Merlin told The Root that the alleged attempted lynching did not cause Quincy any permanent injuries. She adds that while he’s largely handling the trauma well, she hopes he can start therapy. Meanwhile, Ayanna is dealing with the fallout at school. "She actually goes to school with the boy [who pushed Quincy off the table] and has to deal with a lot of taunting at school from kids who say she’s a liar and that are friends with the boy," Merlin explained. "That makes it a little hard for her. She’s been in the guidance counselor’s office quite a few times since school started. And school only started last week.”

Merlin said that her family’s struggles are intensified by what she describes as dismissive treatment by the Claremont Police Department.

"They’re not really good at keeping up with me,” she explains. “They say they’re going to call and then they don’t. And then I call and they’ll return the phone call a couple of days later. And they always say, ‘Well, we have a lot going on, and we’re doing interviews and we’re doing this and that.’ And they’re not very good keeping up with me and it’s hard."

Her boyfriend handles most police interactions, and she says officers only spoke to Quincy once and never talked to Ayanna. Merlin adds that Claremont Police Department chief Mark T. Chase told her boyfriend on Tuesday night (September 12) that he is "getting a lot of backlash from this, but I just wanted to know that I am doing what I can do."

Chase initially refused to reveal anything other than the fact that the investigation was happening. But mounting criticism and attention from New England racial justice groups finally prompted a statement to the local Valley News, in which Chase defended his confidentiality by citing the offenders’ juvenile status: "Mistakes they make as a young child should not have to follow them for the rest of their life." 

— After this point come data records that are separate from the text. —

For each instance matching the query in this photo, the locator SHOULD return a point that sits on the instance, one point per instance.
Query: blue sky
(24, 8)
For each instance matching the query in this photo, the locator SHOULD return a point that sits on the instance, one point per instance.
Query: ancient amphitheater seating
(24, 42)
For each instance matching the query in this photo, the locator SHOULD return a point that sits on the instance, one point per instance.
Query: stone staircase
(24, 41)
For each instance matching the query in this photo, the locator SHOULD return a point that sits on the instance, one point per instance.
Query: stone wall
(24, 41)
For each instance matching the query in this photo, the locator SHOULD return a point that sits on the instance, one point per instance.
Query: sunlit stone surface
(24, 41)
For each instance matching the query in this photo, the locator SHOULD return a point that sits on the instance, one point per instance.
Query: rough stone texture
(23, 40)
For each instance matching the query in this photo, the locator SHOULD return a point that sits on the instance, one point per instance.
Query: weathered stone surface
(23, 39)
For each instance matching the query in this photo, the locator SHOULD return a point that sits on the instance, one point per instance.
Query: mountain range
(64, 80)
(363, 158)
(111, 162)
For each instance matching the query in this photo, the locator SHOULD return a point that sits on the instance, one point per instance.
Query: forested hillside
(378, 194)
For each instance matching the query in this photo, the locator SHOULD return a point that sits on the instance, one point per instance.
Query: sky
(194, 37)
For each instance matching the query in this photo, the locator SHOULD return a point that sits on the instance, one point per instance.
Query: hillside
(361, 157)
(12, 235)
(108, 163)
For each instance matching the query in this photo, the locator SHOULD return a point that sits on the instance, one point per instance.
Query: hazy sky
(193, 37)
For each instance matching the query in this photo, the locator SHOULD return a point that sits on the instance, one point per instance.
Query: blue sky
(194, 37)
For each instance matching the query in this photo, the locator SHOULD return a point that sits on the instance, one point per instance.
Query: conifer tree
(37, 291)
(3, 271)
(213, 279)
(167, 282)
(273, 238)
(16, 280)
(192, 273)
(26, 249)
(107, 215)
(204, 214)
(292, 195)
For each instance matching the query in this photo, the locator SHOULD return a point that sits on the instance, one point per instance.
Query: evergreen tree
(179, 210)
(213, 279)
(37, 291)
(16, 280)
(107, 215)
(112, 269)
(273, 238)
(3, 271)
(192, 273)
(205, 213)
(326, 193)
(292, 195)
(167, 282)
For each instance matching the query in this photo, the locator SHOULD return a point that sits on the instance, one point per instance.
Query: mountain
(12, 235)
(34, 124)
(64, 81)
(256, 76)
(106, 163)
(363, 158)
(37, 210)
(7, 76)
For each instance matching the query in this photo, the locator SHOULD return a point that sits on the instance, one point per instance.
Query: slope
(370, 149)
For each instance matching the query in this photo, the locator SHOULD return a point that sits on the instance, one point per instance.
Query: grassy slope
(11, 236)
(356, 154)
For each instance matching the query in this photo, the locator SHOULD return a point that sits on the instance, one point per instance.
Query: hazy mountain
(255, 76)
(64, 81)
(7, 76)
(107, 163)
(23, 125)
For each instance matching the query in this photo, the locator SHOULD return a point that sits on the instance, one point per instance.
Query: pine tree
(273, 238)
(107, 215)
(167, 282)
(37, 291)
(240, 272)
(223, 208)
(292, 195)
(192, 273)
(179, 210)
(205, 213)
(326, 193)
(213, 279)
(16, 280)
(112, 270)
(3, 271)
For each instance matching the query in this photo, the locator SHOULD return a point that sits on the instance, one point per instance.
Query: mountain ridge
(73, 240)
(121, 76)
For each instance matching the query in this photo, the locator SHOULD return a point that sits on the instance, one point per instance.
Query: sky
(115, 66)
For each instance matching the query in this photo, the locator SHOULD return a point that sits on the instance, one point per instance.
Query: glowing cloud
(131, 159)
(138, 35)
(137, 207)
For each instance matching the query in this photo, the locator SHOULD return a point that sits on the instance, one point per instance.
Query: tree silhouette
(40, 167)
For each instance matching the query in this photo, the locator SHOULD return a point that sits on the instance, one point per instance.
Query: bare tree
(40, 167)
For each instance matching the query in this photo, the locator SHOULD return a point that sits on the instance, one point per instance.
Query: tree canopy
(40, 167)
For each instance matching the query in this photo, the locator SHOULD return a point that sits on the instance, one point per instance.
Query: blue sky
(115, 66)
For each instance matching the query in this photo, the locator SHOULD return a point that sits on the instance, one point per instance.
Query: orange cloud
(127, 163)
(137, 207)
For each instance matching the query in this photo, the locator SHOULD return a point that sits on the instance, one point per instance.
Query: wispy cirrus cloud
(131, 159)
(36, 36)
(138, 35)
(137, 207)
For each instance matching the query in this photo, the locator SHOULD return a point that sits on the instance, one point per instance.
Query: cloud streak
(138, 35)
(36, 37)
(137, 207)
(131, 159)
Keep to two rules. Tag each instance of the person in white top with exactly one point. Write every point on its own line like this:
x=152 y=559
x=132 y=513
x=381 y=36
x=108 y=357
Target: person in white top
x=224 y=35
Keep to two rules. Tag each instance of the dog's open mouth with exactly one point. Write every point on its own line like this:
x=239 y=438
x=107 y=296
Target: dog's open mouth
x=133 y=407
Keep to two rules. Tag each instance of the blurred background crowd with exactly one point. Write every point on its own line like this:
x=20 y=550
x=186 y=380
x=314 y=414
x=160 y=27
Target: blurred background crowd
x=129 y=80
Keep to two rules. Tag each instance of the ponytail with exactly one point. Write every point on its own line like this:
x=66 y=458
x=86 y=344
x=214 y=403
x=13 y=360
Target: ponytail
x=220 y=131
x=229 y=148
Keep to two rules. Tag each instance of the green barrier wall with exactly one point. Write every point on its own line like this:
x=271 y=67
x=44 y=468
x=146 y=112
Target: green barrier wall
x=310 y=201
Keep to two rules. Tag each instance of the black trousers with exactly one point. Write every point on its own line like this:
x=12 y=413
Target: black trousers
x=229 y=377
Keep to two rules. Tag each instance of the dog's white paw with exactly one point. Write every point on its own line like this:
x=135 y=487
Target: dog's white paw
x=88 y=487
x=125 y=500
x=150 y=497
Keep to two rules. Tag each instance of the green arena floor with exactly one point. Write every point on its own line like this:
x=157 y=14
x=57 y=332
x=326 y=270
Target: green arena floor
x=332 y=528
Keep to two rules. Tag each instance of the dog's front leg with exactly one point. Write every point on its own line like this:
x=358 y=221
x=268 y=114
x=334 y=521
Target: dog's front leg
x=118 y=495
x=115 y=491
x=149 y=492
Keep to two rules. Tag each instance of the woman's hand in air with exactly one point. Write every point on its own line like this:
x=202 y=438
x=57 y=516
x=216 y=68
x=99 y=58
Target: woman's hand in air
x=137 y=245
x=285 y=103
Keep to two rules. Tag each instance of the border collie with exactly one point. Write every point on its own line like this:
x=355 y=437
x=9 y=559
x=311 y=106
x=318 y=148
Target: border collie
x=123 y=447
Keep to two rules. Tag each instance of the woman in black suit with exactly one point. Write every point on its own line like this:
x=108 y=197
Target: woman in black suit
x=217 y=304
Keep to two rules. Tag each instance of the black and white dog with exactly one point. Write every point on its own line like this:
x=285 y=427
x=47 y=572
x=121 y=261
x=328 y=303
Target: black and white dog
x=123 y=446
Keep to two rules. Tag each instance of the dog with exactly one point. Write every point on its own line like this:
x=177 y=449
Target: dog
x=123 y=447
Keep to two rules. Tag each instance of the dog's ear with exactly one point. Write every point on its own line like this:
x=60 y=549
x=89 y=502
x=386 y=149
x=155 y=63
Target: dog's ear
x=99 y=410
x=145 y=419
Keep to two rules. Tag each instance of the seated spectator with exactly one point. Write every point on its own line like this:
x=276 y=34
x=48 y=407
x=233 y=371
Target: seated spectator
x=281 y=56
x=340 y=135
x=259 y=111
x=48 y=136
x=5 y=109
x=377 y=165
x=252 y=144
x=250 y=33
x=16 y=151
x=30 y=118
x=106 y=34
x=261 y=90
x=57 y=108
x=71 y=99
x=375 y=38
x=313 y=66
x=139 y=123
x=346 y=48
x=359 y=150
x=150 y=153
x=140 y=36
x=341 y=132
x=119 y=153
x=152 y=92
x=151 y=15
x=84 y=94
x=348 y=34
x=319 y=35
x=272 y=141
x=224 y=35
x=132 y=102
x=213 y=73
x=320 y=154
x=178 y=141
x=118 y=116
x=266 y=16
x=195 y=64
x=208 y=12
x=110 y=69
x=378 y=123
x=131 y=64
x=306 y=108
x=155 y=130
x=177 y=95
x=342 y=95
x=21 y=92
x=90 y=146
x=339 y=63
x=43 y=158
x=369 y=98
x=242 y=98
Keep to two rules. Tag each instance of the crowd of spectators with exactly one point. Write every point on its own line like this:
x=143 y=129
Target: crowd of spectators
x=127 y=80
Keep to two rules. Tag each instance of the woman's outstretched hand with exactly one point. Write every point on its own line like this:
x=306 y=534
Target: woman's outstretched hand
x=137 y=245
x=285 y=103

“[Comments like that] show [Chase] doesn’t understand the severity of the situation,” says Merlin. “Because at the end of the day, Quincy could have died. I feel like they’re not taking it as seriously because he didn’t die.”

Chase issued a statement on September 12, saying that the department would treat the assault as a hate crime pending other confirming details. NBC News reported today (September 14) that New Hampshire governor Chris Sununu directed the state attorney general’s office to assist the Claremont Police Department in determining if the assault qualifies as a hate crime, which would then involve federal investigation and prosecution. 

Merlin, who partnered with a friend to raise money for therapy for the kids via GoFundMe, told The Root that she hopes the situation will draw attention to the reality of racism in small towns like Claremont. “This kind of stuff does happen," she says. "Everywhere. Even in a small town in New Hampshire." The U.S. Census notes that Claremont is more than 95 percent White and only 0.6 percent Black.